Los incendios forestales son una lacra para Galicia, siendo muy diversas las causas que los originan: falta de limpieza regular del monte, ausencia de aprovechamiento sostenible, olas de calor, sequía, negligencias, incendiarios... El abandono del rural ha contribuido al avance de las llamas en esta ola de incendios con la consiguiente erosión del paisaje. Hay que abordar las causas con soluciones eficaces: agrupación de la propiedad forestal para una gestión conjunta y eficiente del monte a base de dedicar más recursos a la limpieza del monte, valorización económica sostenible, innovación y tecnología, técnicas de prevención o fomentar la educación forestal sostenible en la población escolar. Todo ello con la finalidad de proteger el paisaje y la vida de las personas, además de defender la economía y el empleo.
Galicia tiene un inmenso patrimonio forestal, con más de 2 millones de hectáreas dedicadas a uso forestal (70 % arbolada), es la primera potencia forestal de España, la novena a nivel europeo por producción, y la segunda en España en superficie —478.000 hectáreas— con gestión forestal sostenible y certificaciones forestales como PEFC.
El bosque cumple múltiples funciones: productiva, protectora y social.

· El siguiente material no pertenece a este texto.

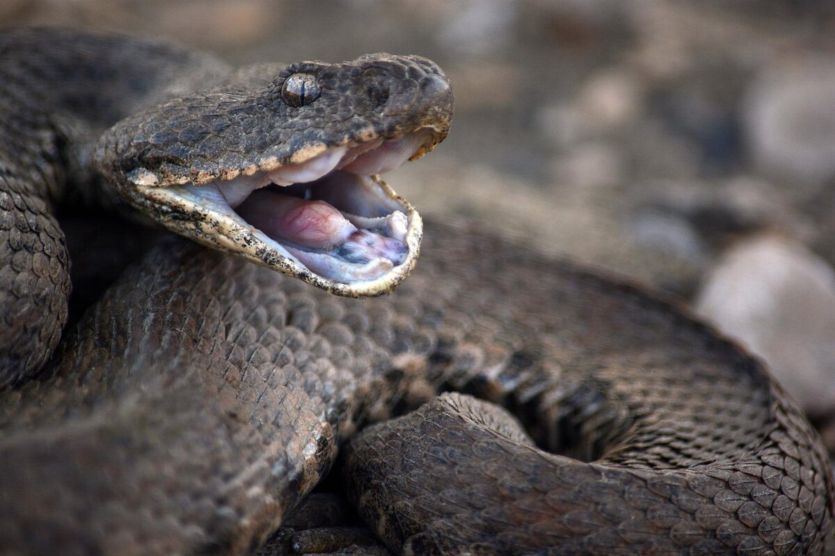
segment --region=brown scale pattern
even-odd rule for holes
[[[78,73],[109,83],[116,68],[162,75],[153,94],[121,82],[107,88],[141,103],[170,94],[172,76],[190,67],[205,71],[198,83],[222,73],[182,51],[173,63],[174,51],[148,43],[32,37],[0,38],[8,99],[0,130],[37,136],[16,134],[27,148],[0,151],[0,291],[33,293],[20,314],[53,305],[44,277],[66,293],[63,267],[38,256],[66,259],[61,237],[43,239],[49,221],[36,216],[50,201],[32,195],[60,198],[63,178],[89,178],[72,175],[89,158],[91,129],[63,128],[66,119],[34,105],[93,107],[73,113],[86,118],[81,128],[120,117],[118,103],[81,103],[89,91],[43,83]],[[50,65],[51,41],[78,50]],[[159,73],[143,65],[166,60]],[[399,67],[404,81],[418,77]],[[170,129],[178,141],[195,134],[188,122]],[[349,483],[393,549],[821,553],[832,530],[828,463],[756,361],[637,288],[472,228],[428,228],[414,275],[367,301],[328,297],[182,240],[151,251],[38,378],[0,396],[0,552],[251,552],[359,426],[454,388],[512,408],[555,453],[459,395],[373,426],[348,452],[357,463]],[[4,312],[3,326],[15,314]],[[3,357],[14,359],[14,346],[27,342],[48,347],[48,328],[33,333],[20,343],[3,337],[0,347],[11,346]]]
[[[466,354],[453,342],[435,358],[440,383],[521,410],[539,443],[588,463],[541,452],[520,439],[513,418],[458,394],[375,425],[352,441],[345,477],[390,548],[821,553],[832,528],[829,464],[757,362],[635,288],[472,233],[458,242],[469,253],[440,256],[443,272],[466,284],[448,309]],[[491,260],[473,260],[479,248]],[[444,242],[427,256],[450,248]],[[453,257],[468,268],[451,270]],[[491,273],[511,260],[504,275],[515,286]],[[506,367],[486,370],[497,350]],[[526,354],[515,368],[514,352]]]
[[[46,377],[0,399],[0,544],[244,553],[357,423],[454,386],[558,452],[590,442],[594,461],[539,452],[468,398],[376,425],[349,484],[396,550],[820,553],[825,456],[755,361],[663,301],[489,236],[436,224],[403,287],[366,301],[179,240],[153,251]]]

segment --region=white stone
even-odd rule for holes
[[[835,60],[773,68],[746,97],[744,130],[754,162],[792,183],[835,176]]]
[[[802,245],[767,235],[731,248],[695,304],[807,412],[835,408],[835,272]]]

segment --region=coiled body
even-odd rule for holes
[[[48,214],[44,176],[83,167],[62,153],[94,133],[0,122],[0,276],[63,292],[41,260],[60,235],[21,230],[52,226],[27,216]],[[562,455],[468,398],[375,425],[349,490],[394,549],[821,553],[827,460],[757,362],[639,288],[472,228],[428,225],[423,252],[394,293],[350,300],[184,240],[151,251],[0,398],[2,549],[245,553],[359,424],[456,389]],[[48,299],[17,280],[0,295]]]

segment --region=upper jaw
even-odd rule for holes
[[[425,128],[310,150],[304,160],[228,179],[166,185],[141,168],[128,178],[139,202],[173,231],[331,293],[368,297],[408,275],[423,236],[420,215],[377,174],[435,143],[434,130]]]

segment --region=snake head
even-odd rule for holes
[[[446,76],[390,54],[239,76],[119,122],[99,141],[97,170],[201,243],[337,295],[392,290],[423,224],[379,174],[446,138]]]

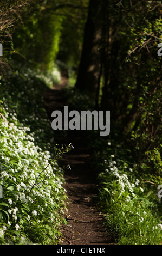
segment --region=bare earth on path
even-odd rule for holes
[[[67,82],[62,77],[61,83],[47,90],[44,101],[51,120],[54,110],[61,110],[67,106],[62,97],[61,89]],[[54,132],[55,141],[59,144],[74,146],[63,156],[61,164],[70,164],[71,169],[66,169],[64,187],[69,198],[68,211],[64,217],[68,223],[62,225],[62,245],[114,244],[114,238],[108,235],[103,224],[103,214],[96,208],[97,184],[90,165],[91,155],[83,131],[67,131],[64,137],[62,131]]]

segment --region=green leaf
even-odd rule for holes
[[[106,190],[106,191],[107,191],[108,193],[110,193],[110,191],[106,187],[103,187],[102,189]]]
[[[7,188],[7,190],[10,190],[10,191],[13,191],[13,190],[15,190],[15,186],[10,186],[10,187],[8,187]]]

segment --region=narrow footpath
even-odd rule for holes
[[[62,75],[60,84],[48,89],[44,101],[49,118],[54,110],[63,112],[66,102],[62,96],[62,89],[68,81]],[[103,224],[103,215],[96,208],[98,185],[90,166],[91,155],[83,131],[62,131],[54,132],[55,141],[59,145],[71,143],[74,147],[64,155],[60,161],[62,165],[69,164],[71,169],[64,173],[64,187],[69,198],[68,212],[64,217],[68,222],[62,225],[62,245],[110,245],[114,239],[108,236]]]

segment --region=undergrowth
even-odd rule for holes
[[[67,197],[44,109],[46,84],[23,70],[1,81],[0,243],[57,244]]]
[[[75,88],[67,94],[72,108],[93,109],[87,95]],[[98,205],[104,214],[107,233],[119,245],[161,244],[160,150],[154,146],[143,158],[137,157],[135,153],[141,149],[132,149],[134,133],[128,143],[120,138],[120,131],[111,123],[111,127],[106,137],[98,131],[86,131],[99,187]]]

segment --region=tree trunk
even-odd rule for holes
[[[100,83],[102,0],[90,0],[84,41],[75,87],[95,100]]]

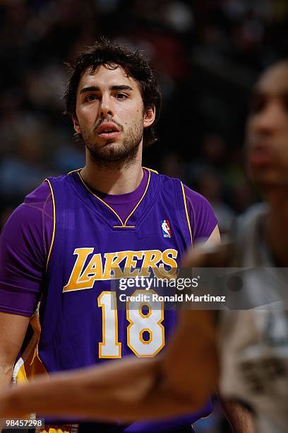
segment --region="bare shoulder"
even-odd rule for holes
[[[186,251],[183,267],[218,267],[227,265],[232,250],[232,243],[224,239],[221,244],[201,244]]]

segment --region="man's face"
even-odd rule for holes
[[[121,67],[101,65],[83,75],[73,123],[92,160],[109,166],[133,161],[142,150],[143,128],[154,119],[154,108],[144,110],[137,81]]]
[[[255,87],[246,150],[259,187],[288,187],[288,63],[268,69]]]

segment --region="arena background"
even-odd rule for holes
[[[47,175],[83,165],[62,114],[64,62],[105,35],[158,73],[160,140],[144,165],[203,194],[229,230],[261,200],[245,175],[245,119],[258,74],[287,55],[287,0],[0,0],[1,225]],[[195,427],[230,431],[217,403]]]

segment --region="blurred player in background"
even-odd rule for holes
[[[153,311],[148,306],[149,314],[140,304],[117,311],[111,278],[123,276],[124,268],[131,275],[169,275],[192,243],[220,236],[205,199],[141,166],[143,147],[155,139],[160,99],[138,52],[102,41],[78,57],[65,101],[85,143],[86,165],[47,179],[27,196],[1,236],[3,386],[12,376],[16,382],[132,353],[152,357],[164,347],[176,312],[163,312],[161,303]],[[175,112],[176,128],[179,118]],[[21,350],[31,318],[35,332]],[[51,424],[73,432],[191,432],[210,412],[208,400],[194,414],[156,426]]]
[[[256,303],[264,309],[220,312],[217,335],[212,312],[182,311],[162,357],[61,374],[49,382],[40,379],[2,396],[1,416],[31,410],[124,420],[185,413],[191,406],[200,407],[216,386],[220,364],[222,394],[250,408],[256,431],[287,431],[287,304],[270,306],[277,288],[287,288],[282,267],[288,266],[287,95],[288,62],[269,68],[253,89],[246,151],[251,175],[267,203],[240,218],[230,244],[189,253],[184,262],[186,266],[271,268],[275,286],[259,272],[243,279],[247,305],[255,303],[257,289]],[[253,429],[247,425],[246,431]]]

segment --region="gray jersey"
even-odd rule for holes
[[[244,267],[243,290],[253,309],[221,312],[219,345],[223,396],[250,405],[257,431],[288,432],[287,271],[273,267],[264,239],[267,208],[239,220],[229,265]]]

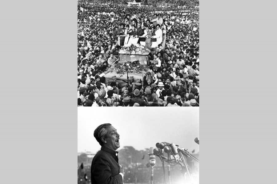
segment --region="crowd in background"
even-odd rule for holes
[[[198,8],[82,3],[78,15],[78,106],[199,106]],[[154,62],[143,81],[131,76],[121,87],[115,77],[107,81],[105,74],[118,61],[120,35],[133,26],[137,36],[142,25],[161,29],[165,46],[157,44],[150,54]]]

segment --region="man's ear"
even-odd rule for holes
[[[106,138],[104,137],[102,137],[101,138],[101,140],[104,143],[107,143],[107,140],[106,140]]]

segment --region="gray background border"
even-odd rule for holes
[[[77,2],[1,2],[0,183],[76,184]],[[201,3],[201,183],[276,183],[276,3]]]

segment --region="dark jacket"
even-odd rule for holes
[[[123,183],[122,177],[119,174],[117,152],[102,146],[96,154],[90,169],[92,184]]]
[[[142,29],[141,28],[139,28],[138,29],[138,36],[141,36],[144,34],[144,28]],[[145,38],[140,38],[138,39],[138,41],[145,41]]]

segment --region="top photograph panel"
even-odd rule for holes
[[[78,106],[199,106],[199,2],[78,2]]]

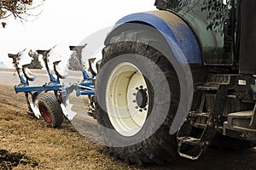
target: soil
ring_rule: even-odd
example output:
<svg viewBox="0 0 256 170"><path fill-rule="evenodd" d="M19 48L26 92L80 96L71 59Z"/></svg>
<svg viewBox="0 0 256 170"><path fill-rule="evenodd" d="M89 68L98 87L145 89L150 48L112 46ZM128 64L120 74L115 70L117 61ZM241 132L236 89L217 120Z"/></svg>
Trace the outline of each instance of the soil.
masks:
<svg viewBox="0 0 256 170"><path fill-rule="evenodd" d="M50 128L43 120L29 116L24 94L16 94L11 85L0 81L0 169L256 169L256 148L210 148L195 162L181 158L163 166L128 165L67 120L60 128ZM96 128L95 123L87 126Z"/></svg>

La economía de miles de familias depende de los recursos que generan los montes (madera, castañas, miel, etc.). Es preciso impulsar una política preventiva encaminada a proteger nuestros bosques y ecosistemas forestales, fomentando las buenas prácticas para una gestión sostenible del medio forestal que permita la conservación de la biodiversidad y del paisaje, además de resaltar los valores culturales. Los bosques urbanos actúan como pulmones verdes, garantía de biodiversidad y escudo frente al cambio climático.
El patrimonio forestal de Galicia es una responsabilidad compartida. Con sectarismos no vamos a ninguna parte. Altura de miras, visión de futuro y unidad de acción son las claves para convertir a Galicia en un referente europeo en la gestión forestal sostenible. Juntos podemos conseguirlo, vale la pena, está en juego el futuro de Galicia.